Although Restaurant Girl Speaks is more of a ranting gossip blog than a bonafide food blog, I'm finally including a recipe to cook something South American at the request of one of my readers. This recipe for Empanadas de Pino was torn directly from the Footprint guide to Chile, which Valentino's dad (who was a chef for years at 42 Degrees before it went away) gave me before I left to stay with his family here. He says it's authentic, and he's a bitchin' cook (anyone who gleefully announces on Superbowl Sunday, "Hey guys, I got a deep fryer! What should we put in it?" while sipping a beer at 11am is alright in MY book) so I believe him. Here it is:
"Although other fillings are used nowadays for empanadas, the traditional filling is pino, a mixture of meat, onions, and spices. Most Chilean families have their own recipes: this one was kindly supplied by Manuel and Ximena Fernandez.
Ingredients (to make 20 empanadas--they're small).
Pastry: 1 kg flour; 125 grams margarine, butter, or lard; 1 level spoonful salt; cold water.
Filling: 600 grams meat, chopped into small pieces (or lean minced meat); 2 large onions; 4-5 tsp. cooking oil; tsp. each of cumin, black pepper, chili powder, and paprika; 3 cloves garlic, finely chopped; salt to taste; 4 hardboiled eggs; 1 tsp. flour; 20 black olives; 40 raisins.
Pastry: in a bowl mix the flour and margarine, add salt (dissolved in 1/2 cup water), gradually add more water to make a soft but consistent pastry and leave it for at least 1 hour, then knead it for 10 minutes before replacing it in the bowl and leaving it covered with a clean cloth.

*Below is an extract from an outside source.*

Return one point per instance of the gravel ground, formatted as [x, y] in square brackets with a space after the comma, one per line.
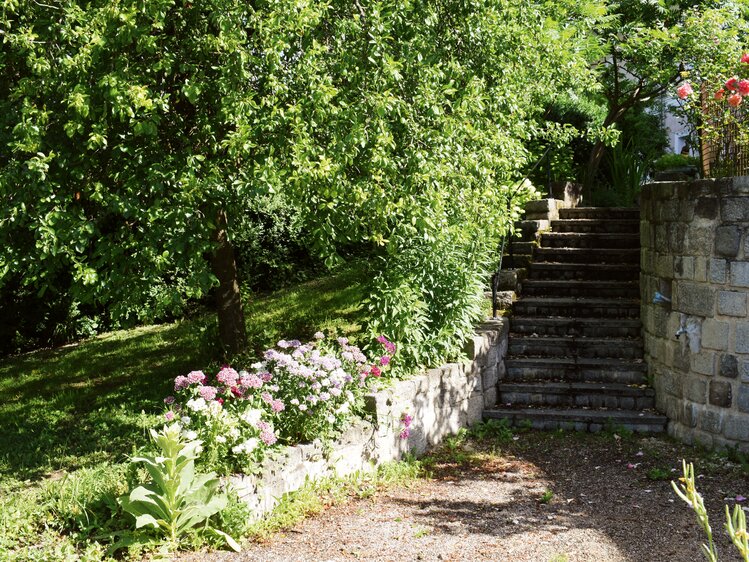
[485, 502]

Filling: heat the cooking oil in a large pan or pot, then add the onion and fry for about 8 minutes. Add spices and salt, then fry for 2 minutes. Add meat and fry for 15 minutes, stirring continuously, until the onions are crystal-like and softly cooked. Add the flour, lower the heat, and simmer for 5 minutes. Leave the mixture overnight. Shell the eggs and cut each lengthwise into 5 pieces.
Making the empanadas: Divide the pastry into 20 pieces, then roll each piece into a thin round shape. One one hemisphere of each piece of pastry place the following: 1 piece of egg; 1 heaped teaspoon of the filling; 2 rasins and 1 olive. Carefully paint the rim of each piece of pastry with water, then fold the empty hemisphere over to enclose the filling, press the rim down. You should now have a semicircular turnover: paint the outer rim with water and fold it down again towards the center of the empanada.
Bake the empanadas in a preheated oven at 200 degrees Celsius. After about 5 minutes, reduce the heat to 150 and bake for a further 14 minutes until the empanadas are nicely browned. To improve their appearance, paint the empanadas with a thin coat of cold water as asoon as you remove them from the oven. Serve hot, with Chilean red wine."
I haven't tried this recipe, so if you do, let me know how it turns out. I just serve the stuff, hey, when I figured out at age 19 that the bussers were making twice what I was getting paid in the kitchen, I made the switch, although I adored cooking. Now I leave it to other people.